Here’s what she had to say about her CrossFit journey so far:
Hi, my name is Courtney, resident nerd of Sabertooth. I am going to be entirely cliché and start my “Member Story” with a quote: “I hated every minute of training, but I said, ‘Don’t quit. Suffer now and live the rest of your life as a champion.’” – Muhammad Ali
Being completely honest, most days, I hate working out. I just want to sit at home watching Critical Role and eating copious amounts of pizza. Every morning starts off with me looking at the Workout of the Day and groaning as I pack my gym bag and get ready for work. Then I typically spend most of my day trying to convince myself to do one of two things: go to the gym, or be a lazy waffle and go lay on the couch. Going to the gym wins out more often than not, because I know as glorious as quality couch time may be, I will not get to where I want to be by staying in the cocoon of blankets and pillows.
This past winter I knew I needed to start fresh and really focus on myself after a rough 2016. I found a Groupon for CrossFit Sabertooth and thought, ‘it couldn’t hurt to try…’
Boy, was I wrong.
It did hurt to try. It did hurt to get to parallel in my squats, to double-hop just to jump rope, to try and hang on to the bar to get knees-to-chest (AKA somewhere in the air) in a workout. Nearly everything hurt, but then I noticed that for one hour a day in the gym, I could focus on nothing else than trying to breathe and get through a workout. I was out of my own head, and all my attention was just on my body. By the time a warm-up was over I would be sweating profusely, then there would be skill work that I would have to focus with all my might on to do correctly, and then there was the Workout of the Day (WOD), because we had not done enough already. (Insert side-eye at Crossfit here)
After my first week of foundations, I went home crying because I could not jump rope without hopping twice and I was still getting hung-up on it. Something so simple in my mind felt next to impossible physically. After my second week of foundations, I bought a jump rope to use at home because I hated sucking at it in the gym and I needed more time and practice with it. I would go on to have my dad building me a small box for box-jumps, get resistant bands for squat work, and finally bought a decent pair of running shoes.
I hate running, squatting, jumping rope, and just jumping in general. I am not good at any of those things, and I can barely walk in a straight line without falling on my best days. I would much rather just lift, do sit-ups, or row. I hate doing things that I suck at, as I think most of us do, because being terrible at something in front of anyone can give us the overwhelming sense of vulnerability. Fortunately at Sabertooth it is okay to suck at things because there are coaches there to correct you, and other people in the class there to cheer you on as you push through the suckage.

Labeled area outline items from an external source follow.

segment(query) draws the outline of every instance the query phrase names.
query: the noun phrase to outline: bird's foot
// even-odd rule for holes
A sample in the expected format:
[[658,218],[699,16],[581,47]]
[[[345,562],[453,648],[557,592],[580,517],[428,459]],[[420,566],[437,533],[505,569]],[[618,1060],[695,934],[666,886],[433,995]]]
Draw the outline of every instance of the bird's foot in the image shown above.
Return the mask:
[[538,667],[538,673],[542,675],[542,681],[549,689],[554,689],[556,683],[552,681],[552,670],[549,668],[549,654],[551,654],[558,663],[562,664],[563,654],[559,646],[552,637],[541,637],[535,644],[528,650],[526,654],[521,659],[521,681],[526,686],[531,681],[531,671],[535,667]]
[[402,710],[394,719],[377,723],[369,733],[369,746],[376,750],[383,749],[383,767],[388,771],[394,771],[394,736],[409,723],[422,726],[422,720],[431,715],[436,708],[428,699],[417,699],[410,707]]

After my foundations and first couple weeks of class, I began wanting more from the gym and myself. I started personal training with Sarah (one of the coaches at Sabertooth), and logging my workouts, meals, and other health related things in a bullet journal. The more I tracked, the more small points of progress I could see in my journal as well as in the gym or at work/home. I began losing weight which was my initial goal of CrossFit and making gains with what I could lift. Tracking everything and seeing the results has made coming to Sabertooth addicting.
The people at Sabertooth are the real reason why I keep coming back. I am weird (like, really weird) and tend to fall in a more cantankerous personality type than the average human. CrossFit has helped me find other weird people (and some normal people too) who engage in mutual suffering in efforts to better themselves. With different coaches, you get different perspectives and different things to focus on. You are never doing the same thing twice, so you are always learning new things about your body and what it is able to accomplish.
Everything about who we become in the gym is earned, not given. I’ll take the rope burns, the bumps, the bruises, and the ridiculous amount of sweat my body produces if it means I can do more, run faster, climb higher, and prove to myself that I am enough day in and day out. I am not where I want to be yet, and I do not know if I actually know where that even is anymore, I just know I want to be better, and Sabertooth helps with that in the workouts and in the community. I hate working out, but I love Crossfit.